The group collected milkweed seed from another beautiful tallgrass prairie ALUS project nearby, located at Colourful Gardens Ltd, a horticultural greenhouse operation owned by ALUS participants Clen and Angelle Van Kleef. Angelle was on hand to help the students identify butterfly milkweed and common milkweed seed pods and collect them.
On a brisk November day a few months later, ALUS Elgin hosted their own native seed collection workshop for 28 students from the East Elgin Environmental Leadership program.
First, Cousineau explained how ALUS uses native plants for its habitat projects, then a renowned local naturalist, Mary Gartshore, instructed the students on seed collection and processing. Class dismissed, they all headed out to an ALUS project for hands-on experience collecting wild seed.

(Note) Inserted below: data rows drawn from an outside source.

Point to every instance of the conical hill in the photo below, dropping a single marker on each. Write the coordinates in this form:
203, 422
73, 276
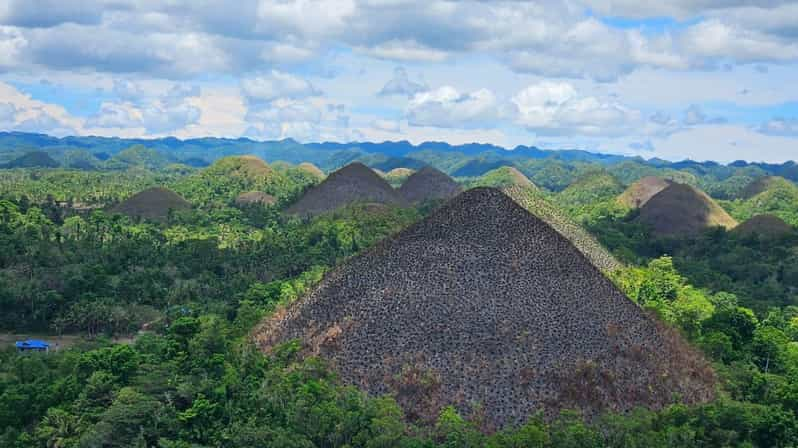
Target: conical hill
642, 190
153, 203
353, 183
483, 303
429, 184
683, 210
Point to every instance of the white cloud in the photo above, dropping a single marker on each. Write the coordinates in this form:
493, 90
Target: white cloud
406, 50
274, 85
166, 113
715, 39
445, 107
557, 108
780, 126
725, 143
401, 84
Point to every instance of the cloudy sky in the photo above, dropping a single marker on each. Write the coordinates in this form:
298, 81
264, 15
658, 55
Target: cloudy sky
684, 78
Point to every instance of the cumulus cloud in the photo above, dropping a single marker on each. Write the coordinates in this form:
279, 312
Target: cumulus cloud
47, 13
445, 107
401, 84
8, 112
694, 115
274, 85
184, 38
557, 108
157, 115
787, 127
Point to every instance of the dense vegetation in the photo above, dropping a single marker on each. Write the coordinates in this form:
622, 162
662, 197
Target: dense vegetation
194, 286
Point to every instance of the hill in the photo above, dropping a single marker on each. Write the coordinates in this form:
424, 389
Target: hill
503, 177
255, 197
247, 167
642, 190
138, 156
590, 187
353, 183
483, 303
683, 210
153, 203
429, 184
764, 184
479, 166
536, 204
764, 225
397, 176
768, 195
311, 169
33, 159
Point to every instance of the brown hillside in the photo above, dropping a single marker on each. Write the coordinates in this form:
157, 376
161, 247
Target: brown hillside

ALUS participant Stephen Hotchkiss welcomed the group to his 300-acre farm, where 40 acres have been converted to various types of ALUS projects. The students roamed a one-acre pollinator habitat project, carefully collecting seed from a range of native prairie and wildflower plants, such as big bluestem grass, Indian grass, brown-eyed Susan, hoary vervain and mikweed.
The seed collected during these student workshops will be used by ALUS Elgin and ALUS Norfolk to maintain species diversity throughout their ALUS projects.
“Native plants provide almost everything wildlife needs—good-quality food, forage, nesting, bedding and shelter,” said Cousineau. By collecting and planting native species in our restoration projects, ALUS is helping to establish more diverse ecosystems.”
And by teaching the next generation how to play a role, ALUS is quite literally sowing the seeds of conservation in Canadian communities.